Questionnée par la coroner sur la possibilité que des employés amènent leurs propres masques, Mme Dunlop a répondu un « non » catégorique. Elle a expliqué qu’à l’époque, les directives de la Santé publique disaient que le masque était « une fausse protection ». Si elle l’avait permis, « tout le monde aurait voulu porter le masque », a-t-elle ajouté.

Cette déclaration contredit la directrice du CIUSSS, Sonia Bélanger, qui avait affirmé lundi que « ce n’était pas interdit » durant le mois de février.

 

Perte de contrôle

Alors que les cas d’infections se sont propagés « comme une traînée de poudre » dans toutes les unités du bâtiment, le personnel « a fait ce qu’on appelle un isolement à la chambre », en obligeant les résidants malades à être confinés individuellement, selon Mme Dunlop.

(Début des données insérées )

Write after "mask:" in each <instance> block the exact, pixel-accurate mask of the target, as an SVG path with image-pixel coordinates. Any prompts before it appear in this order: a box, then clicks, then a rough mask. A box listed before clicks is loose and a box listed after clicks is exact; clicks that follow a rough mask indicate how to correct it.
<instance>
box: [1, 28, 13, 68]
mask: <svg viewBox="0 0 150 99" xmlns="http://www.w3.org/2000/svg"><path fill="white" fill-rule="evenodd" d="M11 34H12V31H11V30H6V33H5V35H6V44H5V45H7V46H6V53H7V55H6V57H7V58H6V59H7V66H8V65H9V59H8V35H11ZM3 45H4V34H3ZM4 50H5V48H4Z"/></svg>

En conséquence, le même employé pouvait avoir en même temps à sa charge des patients en bonne santé et d’autres atteints de la COVID-19. Dans leurs tournées, les membres du personnel soignant « devaient s’occuper en premier de ceux qui n’étaient pas positifs » pour limiter les risques de propagation et porter de l’équipement de protection quand ils étaient en contact avec les malades.

En tout, au CHSLD Yvon-Brunet, les deux tiers des résidants, soit 120 personnes, ont été infectés par le coronavirus durant la première vague. De ce nombre, 73 en sont morts.

Durant le mois d’avril, alors que 45 % du personnel était manquant et que l’éclosion faisait rage, les services de base ont été délaissés pour beaucoup de résidants. Mme Dunlop a rappelé qu’une dépouille est restée « trois jours » dans une chambre, car « la morgue ne fournissait pas ». De plus, les patients « ne pouvaient plus aller à la douche ».

La fille de l’une des victimes, venue visiter son père, Ephrem Joseph Grenier, juste avant la mort de celui-ci, a témoigné par écrit de la présence d’une « odeur nauséabonde » et de « couches à terre » dans une « chambre à l’état lamentable ». Elle avait aussi déclaré que son père semblait avoir perdu « au moins 25 livres ». En réponse à cela, Mme Dunlop a assuré que les repas avaient été régulièrement fournis et qu’il est souvent « normal » pour une personne en fin de vie de perdre du poids.

Le contexte de l’enquête de la coroner

L’enquête de la coroner se penche sur les décès de personnes âgées ou vulnérables survenus dans des milieux d’hébergement au cours de la pandémie de COVID-19, qui comptent pour la moitié des victimes de la première vague. Son objectif n’est pas de désigner un coupable, mais bien de formuler des recommandations pour éviter de futures tragédies.

Six CHSLD et une résidence pour personnes âgées ont été désignés comme échantillon. Un décès sera examiné pour chaque établissement.

Les audiences de cette semaine portent sur la mort de M. Ephrem Joseph Grenier, le 12 avril 2020, au CHSLD Yvon-Brunet, à Montréal. Elles continueront jusqu’à jeudi. La semaine prochaine, l’enquête portera sur le CHSLD Sainte-Dorothée, à Laval. À la toute fin, un volet national sera aussi examiné.


Une version précédente de ce texte nommait une employée du CHSLD Yvon-Brunet qui avait été appelée à témoigner et dont l'identité est protégée par une ordonnance de non-publication.